Prosecutors accused Gupta, the former head of the global consulting firm McKinsey & Co. and a onetime director of the huge consumer products company Procter & Gamble, of being “above-the-law” in feeding his close friend and partner Raj Rajaratnam insider knowledge between March 2007 and January 2009. Billionaire Rajaratnam is also a founder of the Galleon hedge fund.

During the trial which has been going on since May, the prosecution highlighted a September 23, 2008, phone call made by Gupta to Rajaratnam just minutes after Gupta had learned about Warren Buffett’s planned investment of $5 billion by Berkshire Hathaway in Goldman Sachs.

Shortly after the called ended, Rajaratnam purchased $40mln in Goldman stock, which made him nearly $1 million at the height of the financial crisis that had engulfed the country.

In sentencing the judge called the phone call “the functional equivalent of stabbing Goldman in the back.”

Judge Jed Rakoff said the punishment was sufficient for the 63-year-old Gupta.“… no one really knows how much jail time is necessary to materially deter insider trading; but common sense suggests that most business executives fear even a modest prison term to a degree that more hardened types might not. Thus, a relatively modest prison term should be `sufficient, but not more than necessary,’ for this purpose,” Rakoff said.

However, the sentence was well below the 10 years requested by government prosecutors, and well below sentencing guidelines, which made some experts question whether it’s a fair punishment.

Chicago attorney Andrew Stoltmann says Gupta “intentionally betrayed his duties to Goldman Sachs” and refused to take responsibility for his actions.
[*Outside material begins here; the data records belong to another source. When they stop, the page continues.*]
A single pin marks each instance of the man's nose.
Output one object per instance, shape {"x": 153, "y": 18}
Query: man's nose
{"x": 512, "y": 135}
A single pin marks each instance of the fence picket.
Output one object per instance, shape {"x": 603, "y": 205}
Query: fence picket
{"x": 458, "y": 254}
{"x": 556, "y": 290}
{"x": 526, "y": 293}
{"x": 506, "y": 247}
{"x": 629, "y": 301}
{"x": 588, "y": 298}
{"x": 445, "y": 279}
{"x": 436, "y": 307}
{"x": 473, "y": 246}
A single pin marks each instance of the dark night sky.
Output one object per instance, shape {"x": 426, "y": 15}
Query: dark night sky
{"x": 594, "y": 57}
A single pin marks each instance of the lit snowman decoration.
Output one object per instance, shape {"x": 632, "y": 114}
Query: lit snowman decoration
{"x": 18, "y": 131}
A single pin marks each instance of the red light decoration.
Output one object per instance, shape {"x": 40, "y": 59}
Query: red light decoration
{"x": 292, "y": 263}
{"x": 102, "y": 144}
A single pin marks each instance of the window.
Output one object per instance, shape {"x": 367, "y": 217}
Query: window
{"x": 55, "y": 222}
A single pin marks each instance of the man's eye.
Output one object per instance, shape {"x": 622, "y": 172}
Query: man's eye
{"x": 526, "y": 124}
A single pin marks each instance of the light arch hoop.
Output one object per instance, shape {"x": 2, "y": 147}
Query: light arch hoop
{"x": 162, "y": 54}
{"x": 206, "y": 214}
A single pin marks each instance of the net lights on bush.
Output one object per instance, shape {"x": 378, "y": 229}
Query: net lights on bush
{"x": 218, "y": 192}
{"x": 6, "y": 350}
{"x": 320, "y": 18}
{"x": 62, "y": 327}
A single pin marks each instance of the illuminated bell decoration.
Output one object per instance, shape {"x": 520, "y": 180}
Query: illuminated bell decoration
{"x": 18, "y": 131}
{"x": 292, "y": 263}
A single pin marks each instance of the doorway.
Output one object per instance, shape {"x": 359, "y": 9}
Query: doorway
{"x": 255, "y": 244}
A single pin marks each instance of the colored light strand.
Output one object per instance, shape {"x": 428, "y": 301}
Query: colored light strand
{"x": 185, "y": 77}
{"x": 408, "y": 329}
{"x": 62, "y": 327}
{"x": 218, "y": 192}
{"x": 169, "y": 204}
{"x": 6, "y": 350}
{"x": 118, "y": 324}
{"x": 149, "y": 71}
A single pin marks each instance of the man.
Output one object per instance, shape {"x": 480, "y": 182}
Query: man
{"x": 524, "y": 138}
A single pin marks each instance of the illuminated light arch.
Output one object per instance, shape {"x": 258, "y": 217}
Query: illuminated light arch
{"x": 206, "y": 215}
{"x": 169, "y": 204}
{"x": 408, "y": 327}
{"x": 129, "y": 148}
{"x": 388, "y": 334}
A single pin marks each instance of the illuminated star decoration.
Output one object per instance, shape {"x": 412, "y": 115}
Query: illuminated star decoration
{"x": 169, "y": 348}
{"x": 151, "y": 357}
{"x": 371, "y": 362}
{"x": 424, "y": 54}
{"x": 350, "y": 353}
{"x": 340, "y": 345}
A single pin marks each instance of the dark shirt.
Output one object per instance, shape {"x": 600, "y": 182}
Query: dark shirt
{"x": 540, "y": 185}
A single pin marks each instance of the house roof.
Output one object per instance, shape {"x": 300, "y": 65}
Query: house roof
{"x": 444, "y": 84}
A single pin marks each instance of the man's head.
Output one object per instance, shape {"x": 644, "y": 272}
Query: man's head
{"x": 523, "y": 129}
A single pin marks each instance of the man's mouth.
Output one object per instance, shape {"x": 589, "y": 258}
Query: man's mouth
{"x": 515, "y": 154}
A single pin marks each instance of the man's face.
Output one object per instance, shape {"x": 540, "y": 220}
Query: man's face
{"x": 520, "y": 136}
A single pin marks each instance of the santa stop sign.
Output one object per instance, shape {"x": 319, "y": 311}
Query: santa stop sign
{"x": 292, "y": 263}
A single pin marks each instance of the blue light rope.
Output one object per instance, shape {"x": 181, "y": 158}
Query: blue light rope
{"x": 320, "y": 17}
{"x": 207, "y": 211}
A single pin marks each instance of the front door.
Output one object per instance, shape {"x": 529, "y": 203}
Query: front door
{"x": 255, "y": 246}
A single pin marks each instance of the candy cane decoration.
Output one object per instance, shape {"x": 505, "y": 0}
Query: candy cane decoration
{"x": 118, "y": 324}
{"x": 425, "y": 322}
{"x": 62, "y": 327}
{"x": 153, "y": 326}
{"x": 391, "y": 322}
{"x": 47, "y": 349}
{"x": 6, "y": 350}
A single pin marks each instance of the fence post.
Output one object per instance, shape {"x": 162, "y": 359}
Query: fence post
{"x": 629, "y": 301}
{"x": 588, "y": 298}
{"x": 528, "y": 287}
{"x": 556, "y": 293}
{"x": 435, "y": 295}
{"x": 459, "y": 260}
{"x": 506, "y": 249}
Gupta’s sentence should have been closer to the 10 years prosecutors had recommended, as his actions were more serious a crime than those of his friend Rajaratnam, who was sentenced for 11 years in prison.

“At the same time Mr. Gupta did not trade and did not make money. Rather his motive was friendship. Here the fall from grace for him will be much harder than for most given his stature in the community. That may well be the worst punishment,” said Thomas Gorman, a former senior counsel in the division of enforcement at the Securities and Exchange Commission.

Prosecutors say Rajaratnam earned up to $75mln illegally through his trades while Gupta’s attorneys point out that their client earned nothing.